Home after Cisplatin is both a blessing and nerve-wracking.  It's a blessing to be home with the boys.  It's a blessing to try and find some normalcy for a few days.  It's a blessing because we are together.  But it's also so incredibly nerve-wracking and scary for me.  I don't have that back up of physicians and nurses who know how to care for him best.  Medicine is not my area of expertise.  This is not my 'gift.'  So I tiptoe around  . . . and hold my breath . . . This chemo sent him back to the hospital the last time.  So for the next 10 days I may look through everyone else around me, forget to exhale, fail to sleep until I know we are in the clear.   It's stressful, but still  . . . home is a blessing.

Yesterday we had an added blessing of sorts when we got home.  There was a big box waiting for MacKale. . . a box from The Golf Channel.

Not only had they come through and created something with 'don't be a golf dinosaur' for Mac and the whole family, but they had showered him with a plethora a Golf Channel goodies . . . (no more stealing tees from his brothers).

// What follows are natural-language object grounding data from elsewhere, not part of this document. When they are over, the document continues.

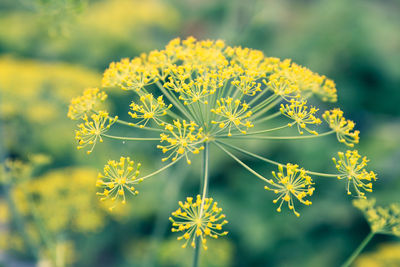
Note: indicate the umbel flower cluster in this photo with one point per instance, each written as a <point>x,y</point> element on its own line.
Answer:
<point>194,94</point>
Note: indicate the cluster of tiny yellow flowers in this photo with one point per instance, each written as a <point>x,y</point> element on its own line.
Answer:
<point>118,178</point>
<point>192,94</point>
<point>91,130</point>
<point>301,115</point>
<point>198,219</point>
<point>232,114</point>
<point>383,220</point>
<point>149,109</point>
<point>183,137</point>
<point>353,170</point>
<point>295,184</point>
<point>85,103</point>
<point>342,127</point>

It was a gesture of kindness big enough to get him excited and looking forward to playing the game he loves so much.  It was amazing medicine for a boy who has been through so much already and has such a long road left to travel. MacKale loves sports . . . all sports . . . but quite honestly, golf is probably one of the few that he will be able to continue to play after his surgery.  This sports minded boy has so many challenges and changes ahead of him in regards to sports.  He will have to find new ways to enjoy the things he loves the most.  But golf . . . golf he can hold on to.   It will NOT be easy.  There will days of frustration and disappointment . . . we already see that when he says, 'I just want to go out and play.' But hopefully, the anticipation of a day hitting balls will almost be enough to make him forget all this chemo garbage and start thinking about how he is going to have to work on a new swing to compensate for his new 'salvaged' leg.  It gives him 'something' to reach for.  And for that . . . I love The Golf Channel.   They didn't have to go out of their way, but they did.  And I think that's pretty amazing.  More than the great 'stuff',  more than going out of their way to create this crazy t-shirt for Mac and all of us (yes, we will all be sporting one next year on the links), they have acknowledged our need for laughter through this horrible journey with their gifts and have given my sweet boy a smile and a renewed hope for some great golfing next summer.

Please continue to pray that God heals MacKale, that he gives him the strength to survive the after effects of chemo that ravage his body and that he rids MacKale's body of this horrible disease so that summer golfing hopes can become a reality!